Azione, Criminale, Recensione

GANGSTER SQUAD

Titolo OriginaleGangster Squad
NazioneU.S.A.
Anno Produzione2012
Durata113’
Sceneggiatura
Fotografia
Scenografia

TRAMA

Los Angeles, 1949: per impedire che la città finisca nelle mani del criminale Mickey Cohen, il capo della polizia delega al sergente della Omicidi John O’Mara la formazione di una squadra clandestina per fermarlo con ogni mezzo.

RECENSIONI

Tutti contro Cattivik

La fonte, un’inchiesta del 2008 sul Los Angeles Times firmata da Paul Lieberman, è mero pretesto per un divertissement western-gangster alla The Untouchables, ma al timone di regia c’è il Ruben Fleischer di Benvenuti a Zombieland e le motivazioni ad agire sono on/off come quelle dei morti viventi. Se c’è fasto nella ricostruzione storica, si limita a qualche auto d’epoca e all’architettura del night club: la ragione d’essere è il fumettistico commando in azione privo di ombre, contrapposto ad un cattivik uscito dalle sessioni di trucco del Dick Tracy di Warren Beatty (meglio dimenticare il Mickey Cohen degli L.A. Confidential di James Ellroy).

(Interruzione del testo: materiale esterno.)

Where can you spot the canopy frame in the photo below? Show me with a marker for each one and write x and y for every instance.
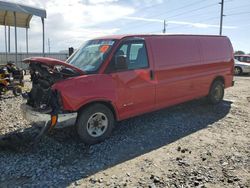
(19, 15)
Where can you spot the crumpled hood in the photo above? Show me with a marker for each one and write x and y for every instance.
(242, 63)
(51, 63)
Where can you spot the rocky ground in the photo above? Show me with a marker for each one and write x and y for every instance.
(189, 145)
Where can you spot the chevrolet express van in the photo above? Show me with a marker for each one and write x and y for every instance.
(117, 77)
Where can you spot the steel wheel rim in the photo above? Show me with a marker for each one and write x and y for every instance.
(236, 71)
(217, 92)
(97, 124)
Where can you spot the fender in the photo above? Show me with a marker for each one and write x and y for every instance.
(79, 91)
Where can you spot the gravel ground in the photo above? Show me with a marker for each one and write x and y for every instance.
(189, 145)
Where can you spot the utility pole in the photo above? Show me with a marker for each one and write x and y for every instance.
(164, 26)
(49, 45)
(221, 15)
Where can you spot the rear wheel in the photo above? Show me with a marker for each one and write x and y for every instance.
(237, 71)
(95, 123)
(216, 92)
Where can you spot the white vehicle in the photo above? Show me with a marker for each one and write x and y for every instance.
(241, 67)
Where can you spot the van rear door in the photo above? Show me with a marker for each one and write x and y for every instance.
(134, 80)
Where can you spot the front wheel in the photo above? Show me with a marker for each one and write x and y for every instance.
(95, 123)
(216, 92)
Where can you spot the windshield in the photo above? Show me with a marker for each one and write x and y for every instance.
(91, 55)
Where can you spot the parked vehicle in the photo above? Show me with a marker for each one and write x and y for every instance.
(10, 80)
(117, 77)
(243, 58)
(241, 67)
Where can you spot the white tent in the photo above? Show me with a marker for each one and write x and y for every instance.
(18, 15)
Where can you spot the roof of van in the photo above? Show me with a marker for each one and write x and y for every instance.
(144, 35)
(244, 55)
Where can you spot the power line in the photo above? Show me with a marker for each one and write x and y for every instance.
(155, 15)
(239, 13)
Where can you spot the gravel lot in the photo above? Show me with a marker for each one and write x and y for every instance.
(189, 145)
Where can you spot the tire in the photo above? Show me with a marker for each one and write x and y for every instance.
(96, 116)
(17, 91)
(216, 92)
(237, 71)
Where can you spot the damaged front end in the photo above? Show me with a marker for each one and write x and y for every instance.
(44, 104)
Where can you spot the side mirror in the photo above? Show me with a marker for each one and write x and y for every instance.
(120, 62)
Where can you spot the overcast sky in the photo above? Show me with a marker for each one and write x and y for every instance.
(71, 22)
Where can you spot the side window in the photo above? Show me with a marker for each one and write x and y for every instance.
(247, 59)
(135, 55)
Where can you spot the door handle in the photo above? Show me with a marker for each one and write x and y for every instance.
(151, 72)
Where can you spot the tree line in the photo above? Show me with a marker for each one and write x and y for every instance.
(239, 52)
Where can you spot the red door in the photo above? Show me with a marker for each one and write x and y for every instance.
(135, 89)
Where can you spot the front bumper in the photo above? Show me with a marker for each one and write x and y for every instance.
(63, 120)
(246, 69)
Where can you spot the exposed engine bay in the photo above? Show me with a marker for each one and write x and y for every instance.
(41, 97)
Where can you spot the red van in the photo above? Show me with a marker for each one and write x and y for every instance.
(243, 58)
(117, 77)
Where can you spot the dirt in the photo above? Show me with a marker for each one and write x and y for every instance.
(189, 145)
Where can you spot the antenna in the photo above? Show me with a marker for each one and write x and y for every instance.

Smantellati i meriti dell’indagine (impostare la sceneggiatura su figure dimenticate dalla Storia), i pochi attimi riflessivi (chi si crede ancora in guerra e chi butta nel mucchio un “Non c’è differenza fra noi e loro”), la cinefilia (Io narrante/pupa del boss da noir a parte) e la biografia (la vita di Cohen era fonte inesauribile di gossip saporiti ed eventi eccezionali), non resta che la superficie in movimento fra inseguimenti, mitra spianati, sorveglianze speciali e pugni in faccia (ma non c’è scena degna di nota). Sul copia-incolla dal manuale delle convenzioni, le figure di cartone in un set da poligono di tiro crollano sotto i colpi dell’arma caricata a salve dalla sceneggiatura dilettantesca dell’esordiente (al cinema) Will Beall: per favorire la progressione narrativa, il ritmo sostenuto e le traiettorie preventivate del racconto, non esita a ricorrere a scorciatoie raffazzonate, fra ‘lampadine in testa’ (da rivelazioni minime, soggette a decine di interpretazioni, i personaggi intuiscono l’ordito sottostante), dialoghi con comode informazioni fuori contesto o pigre omissioni (ad un certo punto, Mickey Cohen ha poteri divinatori sull’identità, l’ubicazione e le mosse dei suoi nemici). “Nessun nome, nessun distintivo, nessuna pietà” per il cinema che turba gli animi (è stata tagliata, e rigirata a Chinatown, una scena troppo simile alla vera strage avvenuta in Colorado durante la proiezione de Il Cavaliere Oscuro – Il Ritorno).